Ao contrário, se o homem conserva a capacidade de sentir, ele não atinge mais a
possibilidade da concepção, mas ele atinge a realidade da concepção exterior,
ou seja, ele compreende as formas nas quais escoam as intenções da Vontade do
Céu. Isto está certo, sem dúvida, mas pelo fato mesmo de que ele eprcebe as
formas, fica-lhe interditado conceber a Idéia única que essas formas múltiplas
revestem.
Entretanto, a vontade do
Céu e seus efeitos são uma única e mesma coisa, e nos aparecem como sendo duas
coisas, porque só as vemos por reflexos[17], que são dois reflexos visíveis e inteligíveis de
uma Coisa única, invisível e inconcebível.
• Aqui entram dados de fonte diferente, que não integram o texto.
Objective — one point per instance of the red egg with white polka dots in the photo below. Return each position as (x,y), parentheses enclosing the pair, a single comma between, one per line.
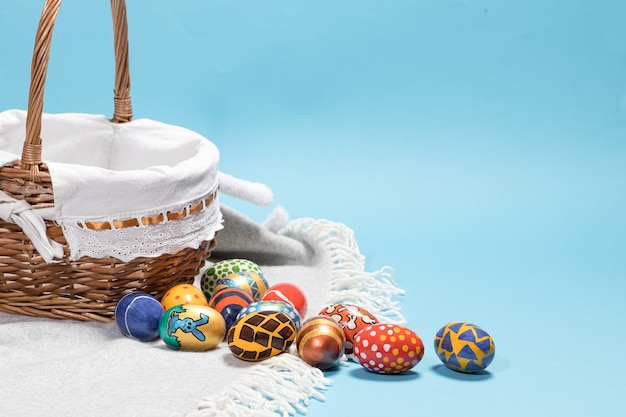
(388,348)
Quando estes dois reflexos aparecem
juntos, o nome é fácil, pois damos um nome a cada um deles, e assim o espírito
do homem se compraz na dualidade e na diversidade; mas, explicados
paralelamente, sua origem se torna obscura, por ser única; e, à medida em que
tentamos explicá-la, e que a cobrimos de caracteres e apreciações, ela se
afasta e se torna cada vez mais obscura. Mas podemos dizer que a origem é a
porta por onde passa a Universalidade daquilo que É.
II.
Os seres do universo conhecem o bem; eles desejam fazer
o bem; no momento fixado para o bem, surge o mal[18].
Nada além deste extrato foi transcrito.